早ければ次のシーズンから実践に投入される可能性も
2024年3月28日(木)、ヤマハ発動機が電動技術獲得に向けた ローラ・カーズとの提携について記者会見を開きました。EV世界最高峰レースとなるフォーミュラEに出場するチームに向けた車体パッケージの開発を共同で進めていき、早ければ、次のフォーミュラEシーズンである2024-2025から導入されます。
「Tokyo E-Prix」開催直前に有明の記者会見を開催
ABB FIAフォーミュラE世界選手権2023-2024シーズン第5戦「2024 Tokyo E-Prix」の開催を目前に控えた2024年3月28日、東京・有明で開かれた記者会見には、ヤマハ、ローラ・カーズ関係者だけではなく、フォーミュラEホールディングスCEOのジェフ・ドッズ氏、共同創設者兼チーフ・チャンピオンシップ・オフィサーのアルベルト・ロンゴ氏も出席となった。
フォーミュラEの2名からは、日本での初開催に対する期待と、長いヘリテージを持つこの両社に対しての歓迎の意が述べられていた。
オートバイや電動アシスト自転車でおなじみのヤマハ発動機は、創業年の1955年に富士登山レースや浅間火山レースに出場、また1961年からはロードレース世界選手権(現MotoGP)に参戦を開始し、現在も世界選手権への挑戦を続けている。

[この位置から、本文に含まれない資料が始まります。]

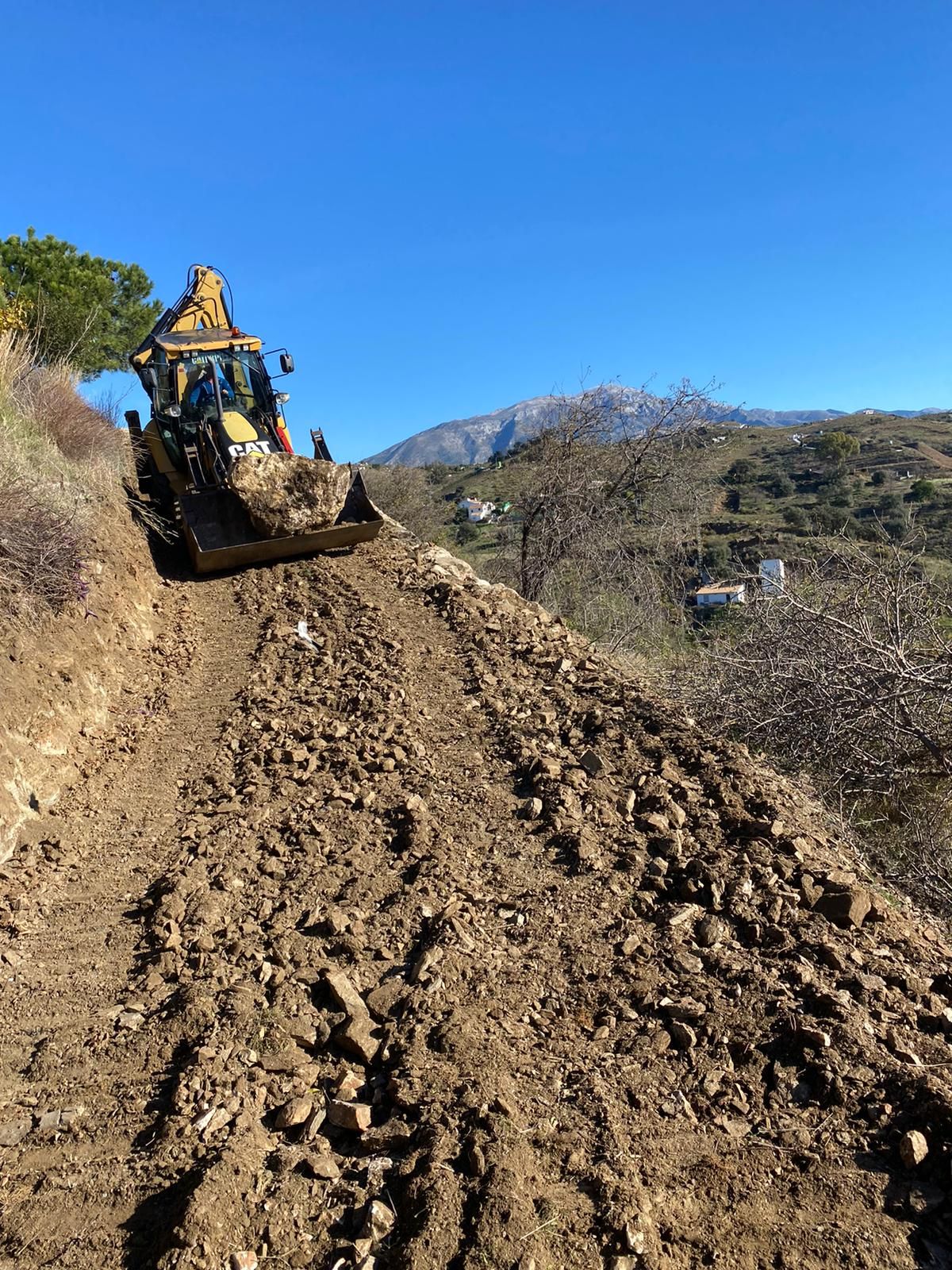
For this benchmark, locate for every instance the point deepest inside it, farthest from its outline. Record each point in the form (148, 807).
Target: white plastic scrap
(305, 638)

一方4輪ではエンジンコンストラクターとして、1989年から1997年までF1に参戦をしているが、4輪での世界選手権参戦はそれ以後行われてはいない。
ヤマハでの電動化という部分では、すでにEV用電動モーター(最大出力350kWクラスまで)の試作開発受託を進めており、2輪事業では、原付1種クラスの電動スクーターをこれまでに幾度もリリースしてきてもいる。現在は実証実験という形で原付2種クラスの「E-01」の一般向けリースも行う。
一方ローラ・カーズは、1958年にイギリスで創業したレーシングカー・コンストラクター。古くはホンダのF1マシンのRA300でのかかわりがあり、日本では、全日本F3000からフォーミュラ・ニッポンでも同社のシャシーを使用していたため、モータースポーツの世界ではおなじみのメーカーとなる。2012年に経営破綻となってしまっているが、その再出発としての挑戦が今回のフォーミュラEへの参戦表明である。

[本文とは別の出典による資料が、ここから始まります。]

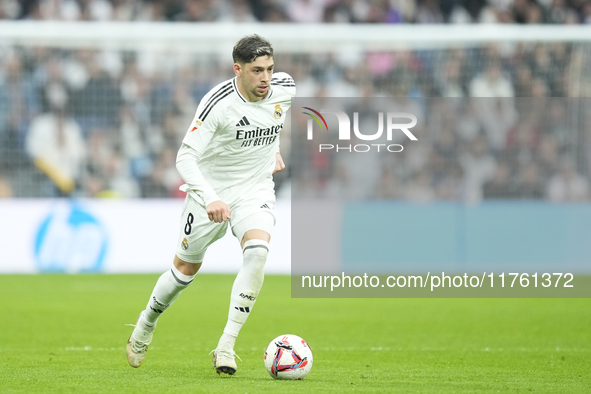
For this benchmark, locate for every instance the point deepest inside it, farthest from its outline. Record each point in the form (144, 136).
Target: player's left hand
(279, 164)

フォーミュラEでは、コスト上昇を抑えるために、現在その車両の7割がレギュレーションで共通化されており、残り3割の部分でコンペティティブな技術競争が行われている。ローラとヤマハは、電動パワートレインなどの残り3割の部分について開発を行っていくことになる。
この提携話についてはいつからどのような形で進んでいったかについては明かされなかったが、数年前から話は進んでいたとのこと。提携についてはローラ社というより、まずマーク・プレストン氏がいることが重要だったようだ。ヤマハがF1を撤退する直前のアロウズに在籍しており、フォーミュラEでもチーム・アグリ、テチーターで活躍してきた人物である。
今後、ローラとヤマハのパッケージによるフォーミュラEマシンを希望するチームに供給していくことになるが、ヤマハが直接レースに乗り出すことはないという明言もあった。早ければ次のシーズンから実践に投入される可能性もあるとしており、まずはその登場に期待したい。